Another example of Gogo’s focus on innovation and moving beyond “passenger Internet sessions,” as Small noted, is the expansion of its services for business aviation. Gogo Cloud — a wireless content delivery network — is now installed at 10 Fixed Based Operations (FBOs) throughout North America. The service was first launched in 2013, and allows Gogo Vision customers to automatically receive the latest content updates when they arrive at a Gogo Cloud facility, such as an FBO or General Aviation (GA) airport. Gogo Cloud uses Aircell’s UCS 5000 system to automatically connect to the aircraft Wi-Fi signal and facilitate a complete content update without any manual intervention from the flight crew. Smalls wants to expand Gogo Cloud to “provide a nationwide content delivery network for business aviation.”
Gogo is also focusing on making all of its business aviation terminals Future Air Navigation Systems (FANS) compliant by the end of 2014. 
“FANS ready solutions apply to the business aviation market and part of our operational apps package for commercial aircraft. Gogo is now well positioned to take advantage of what we believe will be an increase in the demand for NextGen safety services in the global aviation industry,” said Small. “FANS over Iridium is a great example of how Gogo leverages its engineering talent across business and commercial aviation. We developed FANS over Iridium for business aviation, and we’ll be doing that for commercial as well.” 
Regarding connectivity itself, Gogo is still focusing heavily on improving in-flight connection speeds.

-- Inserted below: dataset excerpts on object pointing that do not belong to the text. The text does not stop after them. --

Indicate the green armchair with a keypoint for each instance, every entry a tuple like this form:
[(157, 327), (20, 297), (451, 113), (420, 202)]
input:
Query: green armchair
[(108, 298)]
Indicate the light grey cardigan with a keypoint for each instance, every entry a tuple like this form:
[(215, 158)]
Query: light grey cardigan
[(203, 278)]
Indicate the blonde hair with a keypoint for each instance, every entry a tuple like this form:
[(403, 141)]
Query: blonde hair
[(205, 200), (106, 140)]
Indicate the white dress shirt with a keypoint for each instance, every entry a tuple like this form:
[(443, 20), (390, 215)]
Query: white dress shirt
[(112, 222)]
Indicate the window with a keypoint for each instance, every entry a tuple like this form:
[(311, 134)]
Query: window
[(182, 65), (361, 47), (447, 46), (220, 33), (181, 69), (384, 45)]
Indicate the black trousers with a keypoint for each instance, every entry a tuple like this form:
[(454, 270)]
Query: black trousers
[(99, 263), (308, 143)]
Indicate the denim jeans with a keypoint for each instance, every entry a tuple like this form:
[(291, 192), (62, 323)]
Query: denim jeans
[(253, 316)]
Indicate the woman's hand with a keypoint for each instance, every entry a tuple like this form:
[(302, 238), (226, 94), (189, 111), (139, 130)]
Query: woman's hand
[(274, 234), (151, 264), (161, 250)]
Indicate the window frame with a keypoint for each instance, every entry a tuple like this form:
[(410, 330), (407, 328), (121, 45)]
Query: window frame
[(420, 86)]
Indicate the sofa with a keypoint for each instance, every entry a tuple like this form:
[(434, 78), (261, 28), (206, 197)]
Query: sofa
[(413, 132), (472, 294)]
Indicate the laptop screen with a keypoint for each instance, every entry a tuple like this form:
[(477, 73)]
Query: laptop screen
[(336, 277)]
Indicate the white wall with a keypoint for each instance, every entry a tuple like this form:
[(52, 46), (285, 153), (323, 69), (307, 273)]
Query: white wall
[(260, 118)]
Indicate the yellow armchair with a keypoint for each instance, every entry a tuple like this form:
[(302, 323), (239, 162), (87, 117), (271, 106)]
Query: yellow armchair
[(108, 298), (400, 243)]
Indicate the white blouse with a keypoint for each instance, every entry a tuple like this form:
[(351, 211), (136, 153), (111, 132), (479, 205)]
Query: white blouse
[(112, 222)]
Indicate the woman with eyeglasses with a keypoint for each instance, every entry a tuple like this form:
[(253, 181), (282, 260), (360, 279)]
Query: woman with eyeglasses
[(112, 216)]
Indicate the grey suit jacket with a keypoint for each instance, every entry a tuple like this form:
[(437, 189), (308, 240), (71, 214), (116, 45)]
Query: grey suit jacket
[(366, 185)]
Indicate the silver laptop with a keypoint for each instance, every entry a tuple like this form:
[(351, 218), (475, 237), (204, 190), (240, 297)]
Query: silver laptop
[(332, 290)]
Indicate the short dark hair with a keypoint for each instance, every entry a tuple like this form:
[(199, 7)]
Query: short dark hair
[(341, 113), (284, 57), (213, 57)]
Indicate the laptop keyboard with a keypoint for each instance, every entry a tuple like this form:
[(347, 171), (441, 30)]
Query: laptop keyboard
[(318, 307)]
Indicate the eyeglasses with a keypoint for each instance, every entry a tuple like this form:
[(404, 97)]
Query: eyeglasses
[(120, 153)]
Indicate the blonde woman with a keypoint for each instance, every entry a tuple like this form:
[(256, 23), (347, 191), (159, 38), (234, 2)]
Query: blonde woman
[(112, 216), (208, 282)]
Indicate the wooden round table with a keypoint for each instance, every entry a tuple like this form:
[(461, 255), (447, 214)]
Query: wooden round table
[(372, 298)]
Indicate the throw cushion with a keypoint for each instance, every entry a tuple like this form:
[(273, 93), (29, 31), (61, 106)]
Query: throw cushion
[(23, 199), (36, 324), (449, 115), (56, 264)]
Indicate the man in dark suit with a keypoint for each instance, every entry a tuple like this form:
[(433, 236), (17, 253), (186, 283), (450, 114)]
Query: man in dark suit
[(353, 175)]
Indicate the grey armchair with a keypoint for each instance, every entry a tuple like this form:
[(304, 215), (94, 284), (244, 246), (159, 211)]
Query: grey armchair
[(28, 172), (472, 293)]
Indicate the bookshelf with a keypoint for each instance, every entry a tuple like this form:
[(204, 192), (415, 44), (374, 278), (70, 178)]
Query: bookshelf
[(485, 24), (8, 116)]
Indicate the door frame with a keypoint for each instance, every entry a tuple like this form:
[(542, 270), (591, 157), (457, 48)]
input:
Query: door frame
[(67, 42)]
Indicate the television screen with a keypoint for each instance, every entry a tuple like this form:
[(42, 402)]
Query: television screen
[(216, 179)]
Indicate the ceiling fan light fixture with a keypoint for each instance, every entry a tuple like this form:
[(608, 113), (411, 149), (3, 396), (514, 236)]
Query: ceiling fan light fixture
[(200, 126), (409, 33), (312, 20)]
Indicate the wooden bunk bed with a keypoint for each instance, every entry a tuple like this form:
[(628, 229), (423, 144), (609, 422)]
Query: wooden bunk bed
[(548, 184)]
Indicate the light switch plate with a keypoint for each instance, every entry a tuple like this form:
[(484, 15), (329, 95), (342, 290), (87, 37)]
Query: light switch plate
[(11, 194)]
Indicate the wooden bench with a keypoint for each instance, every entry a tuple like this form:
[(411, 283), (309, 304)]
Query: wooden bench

The company purchased a Boeing 737-500, which it will use to start flight testing its 2KU and Ground to Orbit (GTO) IFC solutions in early 2015. Both 2KU and GTO are expected to eventually be capable of delivering in-flight connection speeds greater than 100 megabits per second (Mbps), an enormous increase from the ATG-4 service that Gogo rolled out last year, which provides a 9.8 Mbps connection speed.

Overall, Gogo had a strong performance during the second quarter with $99.5 million in revenue, a 25 percent year over year increase.